De socio-economische status (SES) bestaat uit het inkomen, opleidingsniveau en beroep van de ouders. Armoede kan indirect gevolgen hebben voor de lichamelijke, cognitieve en psychosociale ontwikkeling van een kind. Kinderen die in armoede leven hebben bijvoorbeeld een vergrote kans om emotionele en gedragsproblemen te ontwikkelen. Daarnaast hebben zij een grotere kans op een verslechterde cognitieve ontwikkeling en slechte schoolprestaties. Dit effect kan direct zijn, maar ook indirect door de impact van de emoties van hun ouders of door de omgeving waarin ze opgroeien. Ook de samenstelling van de buurt waarin kinderen wonen is van invloed, In een omgeving met veel werkloosheid is effectieve sociale steun vaak niet aanwezig. Kinderen van ouders met een hoge SES vormen ook een risicogroep. Het altijd gepusht worden om goed te presteren en alleen gelaten worden door drukke ouders kan leiden tot angst- en stemmingsstoornissen. Het hebben van een lage SES kan ook voordelen hebben, deze gezinnen zijn vaak hechter.

Ten slotte spelen ook cultuur, etniciteit en ras een rol bij de ontwikkeling. Een cultuur is de totale manier van leven van een gemeenschap of groep, inclusief: tradities, normen en waarden, taal. Dit is allemaal aangeleerd en doorgegeven van ouder op kind. Een etnische groep is een groep die verenigd is door voorouders, ras, geloof, taal en natuurlijke oorsprong. Zowel binnen als tussen culturen zijn veel verschillen. Pas sinds de laatste jaren is er meer aandacht voor culturele verschillen in zorgprogramma’s. Door huwelijken tussen twee personen van verschillende culturen of rassen is dit steeds aan verandering onderhevig. Het wel of niet behoren tot de minderheid kan invloed hebben op de ontwikkeling. In feite is ras ook een sociale constructie omdat veel rassen, etniciteiten en culturen tegenwoordig vermengd zijn. Voor het begrip ras is geen wetenschappelijke definitie, noch is het meetbaar. Ondanks dat vormt ras wel een belangrijk onderscheid bij veel wetenschappelijke onderzoeken.

Normatieve en non-normatieve invloeden

Om goed de verschillen tussen ontwikkeling te kunnen begrijpen moeten we kijken naar twee types van normatieve invloed:

  • Normatieve leeftijd gerelateerde invloeden zijn in grote mate gelijk voor mensen in een bepaalde leeftijdsgroep.
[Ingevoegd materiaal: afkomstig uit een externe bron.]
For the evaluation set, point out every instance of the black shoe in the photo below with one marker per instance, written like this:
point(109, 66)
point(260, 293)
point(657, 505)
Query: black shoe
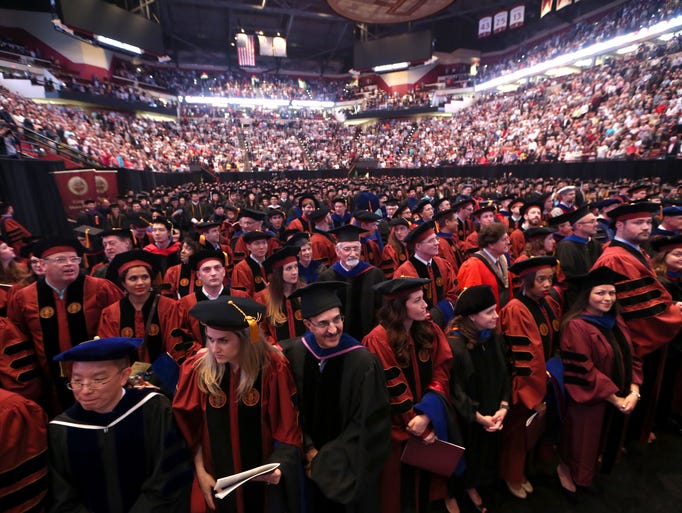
point(593, 489)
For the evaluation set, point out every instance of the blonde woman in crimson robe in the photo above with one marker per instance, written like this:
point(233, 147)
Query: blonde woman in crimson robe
point(234, 407)
point(416, 359)
point(283, 319)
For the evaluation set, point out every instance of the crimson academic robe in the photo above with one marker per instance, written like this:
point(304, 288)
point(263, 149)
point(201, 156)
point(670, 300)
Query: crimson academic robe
point(371, 253)
point(292, 327)
point(449, 249)
point(169, 256)
point(23, 454)
point(131, 460)
point(475, 272)
point(58, 324)
point(188, 322)
point(596, 365)
point(235, 434)
point(14, 232)
point(160, 340)
point(441, 293)
point(647, 308)
point(344, 414)
point(653, 321)
point(428, 371)
point(324, 247)
point(19, 370)
point(531, 330)
point(392, 259)
point(240, 251)
point(249, 277)
point(182, 280)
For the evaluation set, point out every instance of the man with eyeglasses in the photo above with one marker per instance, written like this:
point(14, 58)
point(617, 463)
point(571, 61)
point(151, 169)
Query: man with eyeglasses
point(343, 404)
point(360, 303)
point(651, 314)
point(117, 449)
point(578, 252)
point(60, 310)
point(441, 292)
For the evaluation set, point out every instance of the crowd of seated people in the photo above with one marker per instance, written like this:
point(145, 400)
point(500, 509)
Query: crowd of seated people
point(629, 17)
point(624, 108)
point(9, 45)
point(234, 83)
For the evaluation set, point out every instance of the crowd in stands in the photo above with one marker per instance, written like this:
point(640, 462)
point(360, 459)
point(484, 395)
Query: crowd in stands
point(622, 108)
point(7, 44)
point(629, 17)
point(234, 83)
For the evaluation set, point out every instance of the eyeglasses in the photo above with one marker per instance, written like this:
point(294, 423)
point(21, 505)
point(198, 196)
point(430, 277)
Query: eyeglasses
point(63, 260)
point(95, 384)
point(350, 249)
point(323, 325)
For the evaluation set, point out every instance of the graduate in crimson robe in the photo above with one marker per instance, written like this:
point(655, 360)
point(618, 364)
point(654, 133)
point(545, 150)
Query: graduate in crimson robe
point(210, 270)
point(416, 359)
point(283, 318)
point(60, 311)
point(19, 370)
point(181, 278)
point(234, 405)
point(248, 276)
point(395, 251)
point(602, 375)
point(440, 292)
point(530, 323)
point(651, 315)
point(23, 454)
point(117, 449)
point(143, 313)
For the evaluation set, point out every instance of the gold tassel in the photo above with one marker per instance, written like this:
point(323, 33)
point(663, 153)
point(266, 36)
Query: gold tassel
point(254, 332)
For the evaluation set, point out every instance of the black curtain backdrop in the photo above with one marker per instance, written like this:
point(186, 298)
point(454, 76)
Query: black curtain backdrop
point(30, 187)
point(32, 190)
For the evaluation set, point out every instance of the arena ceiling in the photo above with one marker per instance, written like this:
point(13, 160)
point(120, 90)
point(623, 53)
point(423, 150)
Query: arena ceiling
point(319, 39)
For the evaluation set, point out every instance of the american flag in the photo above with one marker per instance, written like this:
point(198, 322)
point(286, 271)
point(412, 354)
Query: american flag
point(246, 50)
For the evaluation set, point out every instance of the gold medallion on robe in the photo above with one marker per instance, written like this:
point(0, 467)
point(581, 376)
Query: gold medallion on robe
point(46, 312)
point(251, 398)
point(217, 400)
point(74, 307)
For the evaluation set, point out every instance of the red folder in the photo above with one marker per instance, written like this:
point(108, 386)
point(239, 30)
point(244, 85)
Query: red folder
point(438, 458)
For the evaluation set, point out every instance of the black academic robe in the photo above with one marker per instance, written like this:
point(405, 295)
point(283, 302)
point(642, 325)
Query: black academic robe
point(479, 381)
point(345, 415)
point(131, 460)
point(360, 302)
Hierbij horen zowel rijpingsprocessen (puberteit, menopauze) als sociale gebeurtenissen (naar de middelbare school gaan, kinderen krijgen, met pensioen gaan). De timing van rijpingsprocessen is redelijk goed te voorspellen. De timing van sociale gebeurtenissen is meer flexibel en gevarieerd.
  • Normatieve historie gerelateerde invloeden zijn significante gebeurtenissen die het gedrag en de houding van een complete historische generatie bepalen (bijv. de Tweede Wereldoorlog).

Non-normatieve invloeden zijn ongewone gebeurtenissen die een grote invloed hebben op het leven van een individu. Mensen ontwikkelen vaak hun eigen non-normatieve levensgebeurtenissen door bepaalde keuzes te maken.

Konrad Lorenz (1957) toonde met behulp van onderzoek naar eenden aan dat dieren en mensen beschikken over een predispositie voor leren, wat hij imprinting noemde. Deze predispositie houdt in dat een organisme gedurende een korte kritieke periode in staat is om bepaalde informatie tot zich te nemen. Een kritieke periode is een specifieke tijdsperiode waarin een bepaalde gebeurtenis, of het uitblijven hiervan, van grote invloed kan zijn op de verdere ontwikkeling. Een kritieke periode staat vast en is onomkeerbaar. Een voorbeeld hiervan is het leren van taal. Als een kind op jonge leeftijd, tijdens de kritieke periode, niet blootgesteld wordt aan taal zal het nooit volledig een taal kunnen leren.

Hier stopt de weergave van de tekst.